2. A non-essential circuit switch system for a premises power supply, the system including a user interface to allow a user to control operation of the system, the user interface associated with a transmitter to transmit instructions from the user interface, at least one control node including a receiver to receive instructions from the transmitter and a controller associated with the receiver and operating control software to receive information from the receiver and electrical power switching hardware associated with an electrical system of a premises to switch one or more electrical circuits of the premises on and off according to instructions issued by the user via the user interface.

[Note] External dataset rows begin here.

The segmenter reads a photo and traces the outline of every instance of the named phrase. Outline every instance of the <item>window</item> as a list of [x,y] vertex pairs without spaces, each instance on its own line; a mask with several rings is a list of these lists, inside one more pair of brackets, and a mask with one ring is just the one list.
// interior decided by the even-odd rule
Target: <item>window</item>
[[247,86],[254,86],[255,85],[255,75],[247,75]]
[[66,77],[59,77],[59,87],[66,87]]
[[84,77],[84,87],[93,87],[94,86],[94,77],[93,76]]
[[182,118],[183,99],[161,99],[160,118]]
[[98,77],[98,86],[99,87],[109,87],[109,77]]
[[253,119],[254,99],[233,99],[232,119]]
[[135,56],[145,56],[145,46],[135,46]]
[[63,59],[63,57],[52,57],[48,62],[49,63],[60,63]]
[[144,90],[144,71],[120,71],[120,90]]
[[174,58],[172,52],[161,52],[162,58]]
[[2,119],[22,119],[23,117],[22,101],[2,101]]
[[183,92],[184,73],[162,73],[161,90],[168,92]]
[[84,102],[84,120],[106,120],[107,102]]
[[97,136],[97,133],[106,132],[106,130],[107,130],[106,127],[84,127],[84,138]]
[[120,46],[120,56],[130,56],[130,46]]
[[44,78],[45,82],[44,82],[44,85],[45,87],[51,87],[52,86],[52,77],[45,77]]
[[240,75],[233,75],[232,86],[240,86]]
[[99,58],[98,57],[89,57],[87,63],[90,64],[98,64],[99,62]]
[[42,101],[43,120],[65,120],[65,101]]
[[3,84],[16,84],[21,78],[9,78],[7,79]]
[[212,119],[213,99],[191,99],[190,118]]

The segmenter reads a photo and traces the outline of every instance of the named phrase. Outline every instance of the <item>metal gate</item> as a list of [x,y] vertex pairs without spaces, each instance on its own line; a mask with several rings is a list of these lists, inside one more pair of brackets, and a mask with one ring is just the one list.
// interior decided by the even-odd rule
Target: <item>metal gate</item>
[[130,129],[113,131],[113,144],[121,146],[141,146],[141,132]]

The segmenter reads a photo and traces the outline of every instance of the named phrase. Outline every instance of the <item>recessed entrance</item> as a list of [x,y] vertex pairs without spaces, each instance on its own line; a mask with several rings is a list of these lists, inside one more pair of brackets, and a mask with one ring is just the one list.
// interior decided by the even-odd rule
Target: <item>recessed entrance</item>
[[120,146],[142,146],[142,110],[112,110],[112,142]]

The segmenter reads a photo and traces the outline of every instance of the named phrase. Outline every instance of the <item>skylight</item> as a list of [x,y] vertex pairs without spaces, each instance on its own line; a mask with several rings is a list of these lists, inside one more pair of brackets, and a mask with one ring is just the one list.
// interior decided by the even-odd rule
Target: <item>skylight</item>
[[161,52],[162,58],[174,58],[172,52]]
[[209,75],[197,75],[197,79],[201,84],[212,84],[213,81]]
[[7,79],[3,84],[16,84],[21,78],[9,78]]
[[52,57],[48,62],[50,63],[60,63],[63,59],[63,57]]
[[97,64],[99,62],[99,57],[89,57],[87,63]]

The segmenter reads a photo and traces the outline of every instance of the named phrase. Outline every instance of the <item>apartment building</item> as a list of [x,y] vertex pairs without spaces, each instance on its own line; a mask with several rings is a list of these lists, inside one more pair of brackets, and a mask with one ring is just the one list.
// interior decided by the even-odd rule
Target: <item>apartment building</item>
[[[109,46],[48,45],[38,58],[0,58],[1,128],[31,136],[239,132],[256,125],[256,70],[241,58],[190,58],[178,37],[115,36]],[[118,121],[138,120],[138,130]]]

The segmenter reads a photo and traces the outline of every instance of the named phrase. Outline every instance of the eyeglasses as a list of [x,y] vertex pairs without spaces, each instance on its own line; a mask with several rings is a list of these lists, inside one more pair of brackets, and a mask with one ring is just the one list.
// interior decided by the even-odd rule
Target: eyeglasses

3. A non-essential circuit switch system as claimed in either claim 1 or claim 2 wherein the user interface includes a wall panel with one or more switches allowing control of circuits as required.

4. A non-essential circuit switch system as claimed in any one of the preceding claims including a software application operating on a computing device for use as or as a part of the user interface.

5. A non-essential circuit switch system as claimed in any one of the preceding claims wherein the user interface is associated with a transmitter to send instructions to a remote receiver for action or control.

6. A non-essential circuit switch system as claimed in claim 3 wherein the wall panel includes a display in order to display parameters for a user.

7. A non-essential circuit switch system as claimed in any one of the preceding claims wherein at least one control unit receives instructions from the user interface to control each of the circuits individually and independently.

8. A non-essential circuit switch system as claimed in any one of the preceding claims wherein the user interface includes an indication of the operational condition of each circuit.

9. A non-essential circuit switch system as claimed in any one of the preceding claims wherein the user interface includes a display for displaying information in relation to more than one circuit on the user interface and controls are provided in relation to each of the more than one circuit.

10. A non-essential circuit switch system as claimed in any one of the preceding claims wherein instructions received are passed on to the switching hardware.

11. A non-essential circuit switch system as claimed in any one of the preceding claims wherein the switching hardware includes electronic switching hardware configured to engage and disengage one or more electric circuits according to instructions received.

12. A non-essential circuit switch system as claimed in any one of the preceding claims wherein the switching hardware includes one or more devices associated with individual power sockets or outlets.

13. A non-essential circuit switch system as claimed in any one of the preceding claims wherein the controller is configured to allow designation of circuits, allow selection of one or more electric circuits for control and allow grouping of more than one electric circuits into one or more groups to allow actuation of groups of circuits.

14. A non-essential circuit switch system as claimed in any one of the preceding claims including a node in each of multiple buildings, each node including at least one display, metering and HMI button interface to allow a user to input control instructions to control operation of the system and at least one electrical switching device to engage and disengage one or more electric circuits according to instructions received.

15. A non-essential circuit switch system as claimed in claim 14 wherein at least one electrical switching device includes at least one power socket or outlet device to control power outlet at the at least one power socket or outlet device.

16. A non-essential circuit switch system as claimed in claim 14 or claim 15 wherein one of the multiple buildings has a master node with which slave nodes in the multiple buildings communicated to be controlled by the master node.

17. A non-essential circuit switch system as claimed in claim 16 wherein each slave node includes a display, metering and HMI button interface to accept input and transmit the input to the master node.

18. A non-essential circuit switch system as claimed in claim 16 wherein instructions are input at the master node and then flow through to each of the slave nodes.